A perfect project
An opportunity knocked in 2017, when Du learned that a dance hall in Xicheng needed to be transformed into a civic cultural center.
"It was a dream project for me," Du says.
The transformation was a public welfare project and fitted his art education background.
So, he and his team of 20 young people immediately began preparing to bid against big State-owned enterprises.
"I knew the only chance I had was to fall back on my previous charity experience and deliver a detailed plan that could really solve the residents' problems," Du says.
He and his team submitted a proposal that was "as thick as a brick" — in sharp contrast to his competitors, whose renovation plans featured a few pages on average.
Du's plan eventually won the hearts of the judges, and he wasted no time turning the 1,860-square-meter space into the Guangnei Street cultural center.
"Our advantage was that we knew many experts in various fields, who we could invite to give lectures," Du says.
He has contacts with more than 100 experts in various fields, most of whom are from the Chinese Academy of Sciences, or are professors at institutes of higher learning, including Peking University and the Beijing Normal University. This network is the result of his relentless inquiries about their availabilities and their willingness to talk about their fields.

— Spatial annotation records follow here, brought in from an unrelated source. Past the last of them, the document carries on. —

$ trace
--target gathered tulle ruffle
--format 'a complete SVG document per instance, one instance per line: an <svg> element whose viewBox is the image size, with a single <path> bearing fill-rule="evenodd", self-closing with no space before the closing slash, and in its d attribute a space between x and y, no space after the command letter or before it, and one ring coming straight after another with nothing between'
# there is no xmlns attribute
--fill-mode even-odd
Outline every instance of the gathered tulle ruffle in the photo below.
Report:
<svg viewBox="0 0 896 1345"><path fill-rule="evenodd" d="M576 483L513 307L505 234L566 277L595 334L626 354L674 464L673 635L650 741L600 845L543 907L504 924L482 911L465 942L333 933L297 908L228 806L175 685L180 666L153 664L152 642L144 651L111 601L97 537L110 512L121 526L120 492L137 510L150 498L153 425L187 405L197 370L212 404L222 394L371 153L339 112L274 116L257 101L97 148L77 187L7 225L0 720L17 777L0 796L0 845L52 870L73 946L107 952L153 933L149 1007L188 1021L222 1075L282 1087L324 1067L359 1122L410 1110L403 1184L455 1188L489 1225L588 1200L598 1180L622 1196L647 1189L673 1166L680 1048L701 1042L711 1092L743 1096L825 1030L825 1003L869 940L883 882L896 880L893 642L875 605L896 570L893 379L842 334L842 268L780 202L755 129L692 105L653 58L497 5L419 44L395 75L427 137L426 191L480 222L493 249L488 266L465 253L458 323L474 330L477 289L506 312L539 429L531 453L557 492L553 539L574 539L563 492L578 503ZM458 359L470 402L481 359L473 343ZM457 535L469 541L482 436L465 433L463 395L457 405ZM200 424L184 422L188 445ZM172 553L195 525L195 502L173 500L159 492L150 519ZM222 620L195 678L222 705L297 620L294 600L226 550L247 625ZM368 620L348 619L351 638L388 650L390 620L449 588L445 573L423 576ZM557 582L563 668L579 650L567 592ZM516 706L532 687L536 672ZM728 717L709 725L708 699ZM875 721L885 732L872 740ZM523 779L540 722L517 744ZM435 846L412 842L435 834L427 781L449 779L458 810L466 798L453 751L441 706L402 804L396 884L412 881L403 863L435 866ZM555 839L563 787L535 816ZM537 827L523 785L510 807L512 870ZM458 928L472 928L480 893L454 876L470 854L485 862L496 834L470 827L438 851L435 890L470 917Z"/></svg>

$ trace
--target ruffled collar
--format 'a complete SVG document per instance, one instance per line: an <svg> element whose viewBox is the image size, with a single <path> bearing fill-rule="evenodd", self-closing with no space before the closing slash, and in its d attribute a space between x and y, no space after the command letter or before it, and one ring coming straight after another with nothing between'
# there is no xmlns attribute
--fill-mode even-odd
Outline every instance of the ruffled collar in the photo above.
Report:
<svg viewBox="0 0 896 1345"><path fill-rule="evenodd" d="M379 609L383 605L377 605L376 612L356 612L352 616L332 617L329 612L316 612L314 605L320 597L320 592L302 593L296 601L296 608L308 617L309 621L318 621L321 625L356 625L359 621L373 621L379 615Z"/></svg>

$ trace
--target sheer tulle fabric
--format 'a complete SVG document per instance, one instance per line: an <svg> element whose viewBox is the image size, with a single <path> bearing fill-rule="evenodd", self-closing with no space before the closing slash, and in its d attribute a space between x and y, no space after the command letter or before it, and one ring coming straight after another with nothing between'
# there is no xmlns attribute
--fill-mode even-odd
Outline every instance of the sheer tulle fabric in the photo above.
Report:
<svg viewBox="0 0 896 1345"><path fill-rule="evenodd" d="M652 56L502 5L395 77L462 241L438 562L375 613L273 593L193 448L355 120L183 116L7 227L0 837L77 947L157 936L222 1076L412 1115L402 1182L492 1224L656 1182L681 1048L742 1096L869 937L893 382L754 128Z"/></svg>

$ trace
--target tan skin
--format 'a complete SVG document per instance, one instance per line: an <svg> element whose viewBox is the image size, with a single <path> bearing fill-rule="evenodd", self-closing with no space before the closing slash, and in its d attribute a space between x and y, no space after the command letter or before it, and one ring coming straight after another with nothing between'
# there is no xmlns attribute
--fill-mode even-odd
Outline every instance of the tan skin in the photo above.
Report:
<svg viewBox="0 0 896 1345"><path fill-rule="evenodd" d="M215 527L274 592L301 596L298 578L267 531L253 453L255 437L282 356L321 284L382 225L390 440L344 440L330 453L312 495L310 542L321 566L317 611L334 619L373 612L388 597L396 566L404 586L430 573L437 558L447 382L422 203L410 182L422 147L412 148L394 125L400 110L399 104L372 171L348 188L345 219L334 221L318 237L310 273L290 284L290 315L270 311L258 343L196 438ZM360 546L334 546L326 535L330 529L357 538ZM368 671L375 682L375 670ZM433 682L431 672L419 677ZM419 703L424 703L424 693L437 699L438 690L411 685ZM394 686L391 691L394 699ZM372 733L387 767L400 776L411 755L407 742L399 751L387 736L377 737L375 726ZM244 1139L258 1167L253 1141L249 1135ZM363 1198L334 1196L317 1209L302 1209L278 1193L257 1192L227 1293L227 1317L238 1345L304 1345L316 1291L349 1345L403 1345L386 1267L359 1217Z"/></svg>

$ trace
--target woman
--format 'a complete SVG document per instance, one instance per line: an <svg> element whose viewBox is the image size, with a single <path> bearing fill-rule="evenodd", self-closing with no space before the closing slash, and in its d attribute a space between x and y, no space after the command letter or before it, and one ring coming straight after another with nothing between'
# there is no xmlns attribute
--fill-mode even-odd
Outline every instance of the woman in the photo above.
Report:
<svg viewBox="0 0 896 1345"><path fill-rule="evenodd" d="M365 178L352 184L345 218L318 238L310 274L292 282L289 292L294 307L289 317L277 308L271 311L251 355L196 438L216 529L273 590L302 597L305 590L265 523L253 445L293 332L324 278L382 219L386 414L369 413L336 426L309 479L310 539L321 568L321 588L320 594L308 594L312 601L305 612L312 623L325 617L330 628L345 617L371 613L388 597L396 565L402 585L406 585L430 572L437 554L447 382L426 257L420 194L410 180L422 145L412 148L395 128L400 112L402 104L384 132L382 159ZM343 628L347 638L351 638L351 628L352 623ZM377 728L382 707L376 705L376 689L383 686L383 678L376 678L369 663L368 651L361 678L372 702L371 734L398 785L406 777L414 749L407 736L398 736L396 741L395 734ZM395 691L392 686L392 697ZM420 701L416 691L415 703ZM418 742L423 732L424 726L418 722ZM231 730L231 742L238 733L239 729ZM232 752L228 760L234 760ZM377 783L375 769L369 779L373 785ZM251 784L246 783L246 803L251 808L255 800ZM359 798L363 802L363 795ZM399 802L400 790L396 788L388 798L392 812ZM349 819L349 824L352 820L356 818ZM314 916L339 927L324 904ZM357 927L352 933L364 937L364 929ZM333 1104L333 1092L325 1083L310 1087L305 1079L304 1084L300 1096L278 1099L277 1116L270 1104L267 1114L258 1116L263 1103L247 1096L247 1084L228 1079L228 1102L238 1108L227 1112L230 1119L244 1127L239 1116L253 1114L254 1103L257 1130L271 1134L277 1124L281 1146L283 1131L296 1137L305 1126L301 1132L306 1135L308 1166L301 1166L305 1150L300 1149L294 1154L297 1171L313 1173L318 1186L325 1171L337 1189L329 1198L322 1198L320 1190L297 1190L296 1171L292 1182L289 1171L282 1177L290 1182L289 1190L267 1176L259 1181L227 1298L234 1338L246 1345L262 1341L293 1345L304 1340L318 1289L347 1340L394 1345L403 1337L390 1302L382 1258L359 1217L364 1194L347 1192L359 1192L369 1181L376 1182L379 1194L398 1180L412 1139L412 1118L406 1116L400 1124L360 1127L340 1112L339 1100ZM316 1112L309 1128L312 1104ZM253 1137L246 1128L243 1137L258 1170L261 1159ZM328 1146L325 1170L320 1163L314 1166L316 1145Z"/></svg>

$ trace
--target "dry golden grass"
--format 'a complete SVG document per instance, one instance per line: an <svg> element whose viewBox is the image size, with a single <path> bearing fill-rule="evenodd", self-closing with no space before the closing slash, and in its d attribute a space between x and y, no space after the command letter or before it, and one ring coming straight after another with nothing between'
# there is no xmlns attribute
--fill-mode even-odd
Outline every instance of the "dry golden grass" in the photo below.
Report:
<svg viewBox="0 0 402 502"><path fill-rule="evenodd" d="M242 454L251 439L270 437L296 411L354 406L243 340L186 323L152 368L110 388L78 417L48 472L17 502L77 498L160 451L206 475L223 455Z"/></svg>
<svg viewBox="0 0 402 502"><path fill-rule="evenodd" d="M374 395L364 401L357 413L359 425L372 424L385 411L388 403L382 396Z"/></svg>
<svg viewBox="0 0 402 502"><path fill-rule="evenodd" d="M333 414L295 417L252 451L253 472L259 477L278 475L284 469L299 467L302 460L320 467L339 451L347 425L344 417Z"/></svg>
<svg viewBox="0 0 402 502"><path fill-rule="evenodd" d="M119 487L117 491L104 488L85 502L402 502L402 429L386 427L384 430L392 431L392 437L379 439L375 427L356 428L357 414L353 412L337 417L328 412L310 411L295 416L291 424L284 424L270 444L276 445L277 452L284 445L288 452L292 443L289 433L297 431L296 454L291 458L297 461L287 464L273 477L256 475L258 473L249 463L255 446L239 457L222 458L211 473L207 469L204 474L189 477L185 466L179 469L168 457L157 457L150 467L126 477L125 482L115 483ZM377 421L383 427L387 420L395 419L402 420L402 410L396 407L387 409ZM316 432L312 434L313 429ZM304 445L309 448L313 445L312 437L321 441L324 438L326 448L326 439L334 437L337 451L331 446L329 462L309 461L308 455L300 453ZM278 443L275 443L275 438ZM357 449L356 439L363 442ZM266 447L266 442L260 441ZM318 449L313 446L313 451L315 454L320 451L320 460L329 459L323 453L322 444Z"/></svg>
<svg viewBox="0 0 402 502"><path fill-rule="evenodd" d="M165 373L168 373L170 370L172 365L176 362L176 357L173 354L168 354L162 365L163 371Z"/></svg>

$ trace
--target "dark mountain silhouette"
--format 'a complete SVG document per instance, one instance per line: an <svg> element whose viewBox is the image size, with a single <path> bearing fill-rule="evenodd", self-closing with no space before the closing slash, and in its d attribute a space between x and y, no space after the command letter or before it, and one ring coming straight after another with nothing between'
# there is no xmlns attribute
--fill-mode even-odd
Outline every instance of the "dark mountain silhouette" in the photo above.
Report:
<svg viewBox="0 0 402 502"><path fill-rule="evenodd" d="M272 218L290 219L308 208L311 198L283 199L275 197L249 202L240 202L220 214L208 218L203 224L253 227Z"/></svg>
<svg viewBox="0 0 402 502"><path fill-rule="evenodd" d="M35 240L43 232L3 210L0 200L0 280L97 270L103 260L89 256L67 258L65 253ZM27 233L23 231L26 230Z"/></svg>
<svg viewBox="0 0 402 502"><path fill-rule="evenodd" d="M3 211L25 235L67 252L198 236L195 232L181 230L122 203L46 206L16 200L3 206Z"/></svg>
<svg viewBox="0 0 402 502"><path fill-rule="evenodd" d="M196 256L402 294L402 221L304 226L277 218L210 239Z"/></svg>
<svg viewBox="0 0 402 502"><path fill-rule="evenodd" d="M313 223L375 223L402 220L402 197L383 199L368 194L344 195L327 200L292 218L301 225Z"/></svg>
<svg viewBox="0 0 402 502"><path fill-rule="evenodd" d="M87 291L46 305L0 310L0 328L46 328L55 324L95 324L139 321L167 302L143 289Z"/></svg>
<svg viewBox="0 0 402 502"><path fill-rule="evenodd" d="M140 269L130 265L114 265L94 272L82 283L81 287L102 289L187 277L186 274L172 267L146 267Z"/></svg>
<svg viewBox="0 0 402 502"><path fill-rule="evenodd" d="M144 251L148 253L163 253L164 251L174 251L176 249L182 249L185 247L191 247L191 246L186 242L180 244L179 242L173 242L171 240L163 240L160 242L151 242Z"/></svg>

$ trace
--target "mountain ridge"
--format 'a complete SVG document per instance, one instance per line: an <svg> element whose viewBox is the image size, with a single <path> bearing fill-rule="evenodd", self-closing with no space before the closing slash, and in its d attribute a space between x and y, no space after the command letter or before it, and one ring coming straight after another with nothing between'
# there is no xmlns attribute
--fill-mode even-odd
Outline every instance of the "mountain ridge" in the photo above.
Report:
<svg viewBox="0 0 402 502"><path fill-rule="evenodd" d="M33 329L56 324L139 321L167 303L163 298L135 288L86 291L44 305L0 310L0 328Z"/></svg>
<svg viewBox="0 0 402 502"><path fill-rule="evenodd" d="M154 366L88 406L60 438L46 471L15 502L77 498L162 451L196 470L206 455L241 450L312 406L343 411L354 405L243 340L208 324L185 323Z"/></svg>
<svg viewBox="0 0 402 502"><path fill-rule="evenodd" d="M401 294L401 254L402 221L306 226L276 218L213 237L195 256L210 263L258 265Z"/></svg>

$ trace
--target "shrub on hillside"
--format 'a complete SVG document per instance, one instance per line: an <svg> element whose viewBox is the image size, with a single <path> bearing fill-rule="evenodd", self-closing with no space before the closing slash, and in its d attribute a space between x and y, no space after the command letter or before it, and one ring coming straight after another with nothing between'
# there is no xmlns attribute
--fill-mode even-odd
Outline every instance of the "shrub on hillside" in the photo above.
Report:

When local children wanted to watch shadow-puppet plays, he invited Fan Weiguo, a seventh-generation inheritor of Taishan shadow puppetry from Shandong province, to perform. When they expressed curiosity about outer space, he invited Liu Yong, a researcher at the National Space Science Center of the Chinese Academy of Sciences, to give lectures. Du also brought well-known traditional opera actors to perform for elderly residents.
Leading primary schoolteachers and principals also joined forces with the cultural center to offer parents advice about raising children.
As such, Du has come to serve residents of all age groups.